I think I’ve made this point before, but it’s worth making again:
Two months after insisting that they would roll back broad eavesdropping powers won by the Bush administration, Democrats in Congress appear ready to make concessions that could extend some crucial powers given to the National Security Agency.
Administration officials say they are confident they will win approval of the broadened authority that they secured temporarily in August as Congress rushed toward recess. Some Democratic officials concede that they may not come up with enough votes to stop approval.
This isn’t how Congress works, and a reporter from the New York Times should know better. If the leadership of the majority party in Congress doesn’t want a particular piece of legislation to come to the floor, it’s extraordinarily difficult for other members of Congress to bring it to the floor. As I understand it, the primary mechanism in the House is a discharge petition, which requires the signatures of the majority of members of Congress. According to Wikipedia, only 47 piece of legislation have received the required majority in the last 70 years, and only two of those have become law. In other words, by and large if the leadership doesn’t want a piece of legislation to move, it doesn’t move.
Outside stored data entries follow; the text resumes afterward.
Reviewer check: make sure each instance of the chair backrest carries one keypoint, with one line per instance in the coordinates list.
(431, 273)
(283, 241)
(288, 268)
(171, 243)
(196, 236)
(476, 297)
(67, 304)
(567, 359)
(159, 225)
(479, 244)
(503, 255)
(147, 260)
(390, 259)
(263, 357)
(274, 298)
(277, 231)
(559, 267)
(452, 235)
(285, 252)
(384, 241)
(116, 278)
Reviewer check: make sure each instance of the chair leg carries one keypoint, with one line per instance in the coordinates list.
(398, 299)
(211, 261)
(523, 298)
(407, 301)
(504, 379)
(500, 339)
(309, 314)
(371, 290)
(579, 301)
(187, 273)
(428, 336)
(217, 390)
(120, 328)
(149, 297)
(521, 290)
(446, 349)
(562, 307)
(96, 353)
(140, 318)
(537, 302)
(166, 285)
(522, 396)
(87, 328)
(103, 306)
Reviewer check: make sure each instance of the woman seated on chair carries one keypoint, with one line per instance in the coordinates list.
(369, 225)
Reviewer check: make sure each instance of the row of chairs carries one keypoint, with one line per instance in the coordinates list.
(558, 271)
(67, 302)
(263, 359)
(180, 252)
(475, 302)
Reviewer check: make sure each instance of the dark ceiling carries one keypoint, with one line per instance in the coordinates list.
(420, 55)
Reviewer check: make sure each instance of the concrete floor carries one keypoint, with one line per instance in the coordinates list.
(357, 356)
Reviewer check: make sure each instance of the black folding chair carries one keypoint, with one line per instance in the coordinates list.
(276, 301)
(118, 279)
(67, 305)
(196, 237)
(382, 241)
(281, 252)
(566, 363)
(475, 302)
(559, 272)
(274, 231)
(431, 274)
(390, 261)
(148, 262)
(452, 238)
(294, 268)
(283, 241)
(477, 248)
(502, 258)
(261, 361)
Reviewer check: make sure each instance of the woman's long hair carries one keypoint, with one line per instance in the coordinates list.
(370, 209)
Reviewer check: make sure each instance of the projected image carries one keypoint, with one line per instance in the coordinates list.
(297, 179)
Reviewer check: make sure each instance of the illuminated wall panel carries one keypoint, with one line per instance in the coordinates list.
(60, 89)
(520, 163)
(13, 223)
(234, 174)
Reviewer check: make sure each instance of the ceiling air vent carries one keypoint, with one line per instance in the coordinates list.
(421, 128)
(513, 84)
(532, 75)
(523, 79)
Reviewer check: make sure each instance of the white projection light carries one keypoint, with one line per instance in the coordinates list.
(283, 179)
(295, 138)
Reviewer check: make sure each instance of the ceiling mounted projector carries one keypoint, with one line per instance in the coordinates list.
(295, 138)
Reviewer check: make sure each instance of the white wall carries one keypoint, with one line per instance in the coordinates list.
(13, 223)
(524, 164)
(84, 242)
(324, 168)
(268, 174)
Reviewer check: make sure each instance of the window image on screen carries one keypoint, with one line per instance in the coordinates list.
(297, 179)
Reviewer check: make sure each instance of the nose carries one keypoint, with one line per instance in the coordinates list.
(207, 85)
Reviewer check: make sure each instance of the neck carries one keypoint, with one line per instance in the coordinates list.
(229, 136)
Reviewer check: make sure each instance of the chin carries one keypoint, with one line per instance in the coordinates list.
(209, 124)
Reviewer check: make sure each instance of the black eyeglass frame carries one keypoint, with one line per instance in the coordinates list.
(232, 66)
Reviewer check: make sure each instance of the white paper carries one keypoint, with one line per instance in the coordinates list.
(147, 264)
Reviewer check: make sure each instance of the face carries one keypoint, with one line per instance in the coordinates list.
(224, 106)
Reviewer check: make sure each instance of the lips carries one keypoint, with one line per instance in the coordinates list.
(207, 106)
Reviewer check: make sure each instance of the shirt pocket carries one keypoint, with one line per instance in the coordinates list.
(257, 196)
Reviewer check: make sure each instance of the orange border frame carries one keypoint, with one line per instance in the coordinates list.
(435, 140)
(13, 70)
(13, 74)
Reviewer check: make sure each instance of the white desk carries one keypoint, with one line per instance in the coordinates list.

And then there’s the Senate, where in addition to the usual prerogatives of leadership, any 41 members of the Senate can stop legislation with a filibuster. I find it extraordinarily hard to believe that the Democratic leadership couldn’t find at least one of these mechanisms to stop a bad FISA bill. The more likely explanation is that the leadership simply doesn’t consider this issue important enough to risk giving Republicans a campaign issue next year. Which is fine; that’s the sort of political calculation the congressional leadership is supposed to make. But if that’s what’s going on, then reporters should call a spade a spade, and not let the leadership get away with making lame excuses.